Transcript
This transcript was autogenerated. To make changes, submit a PR.
Hi there. In this session we're going to talk about
cloud native chaos engineering and how to do it at scale.
I am Uma Mukkara, CEO at Chaos native and I'm
also a maintainer of Litmus Chaos CNCF sandbox
project. I live in Bangalore with my two boys and my wife.
I've been doing a lot of entrepreneurial stuff
in the last decade, starting with Cloud Byte,
which is a storage startup for service providers.
Then I later on started Openebs and myadata,
where I also started a project called Litmus
for Cloud Native Chaos Engineering, which is also a CNCF
project. Recently we spun off from my data to
completely focus on litmus chaos and
cloud native chaos engineering. I'm happy to be here
talking about what is cloud native chaos engineering at this Chaos
engineering conference of Conf 42. Let's talk
a little bit about reliability. What is reliability?
It's about achieving resilience for operations using
chaos engineering. That's a regular definition that
we've been hearing about reliability. And what
about cloud native? Cloud native usually is
associated with containerization, where you
change or rearchitect your applications for using microservices
architecture. And you also apply the advancements
of CACD, where you get your
code tested pretty well using these
advancements.

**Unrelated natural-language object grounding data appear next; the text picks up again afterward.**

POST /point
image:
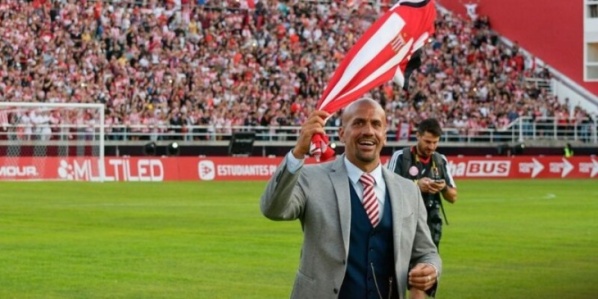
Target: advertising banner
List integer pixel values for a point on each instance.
(157, 169)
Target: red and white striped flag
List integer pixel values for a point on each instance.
(380, 55)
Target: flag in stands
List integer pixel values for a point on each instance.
(380, 55)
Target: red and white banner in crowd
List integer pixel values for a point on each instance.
(144, 169)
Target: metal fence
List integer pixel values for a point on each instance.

And also you try to make use of
all the declarative nature of these services or applications
and apply githubs to manage them at scale. So in effect,
cloud native is nothing but microservices are
being delivered faster. Your applications,
which are now multiple microservices sre being
delivered faster, that's the net effect of
cloud native ecosystem. What about reliability?
In cloud native we talked about what is cloud
native and what is reliability. How do you apply these together?
Well, it's applying chaos engineering
to achieve resilience in operations in the cloud native
ecosystem, and you still get faster
application delivery. So in essence,
it's about applying chaos engineering for
the resilience of cloud native applications. And that's
what we're going to talk about in this session. Why is it different, what it
is? And how do you do that? Before we jump in,
let's talk a little bit about traditional chaos engineering.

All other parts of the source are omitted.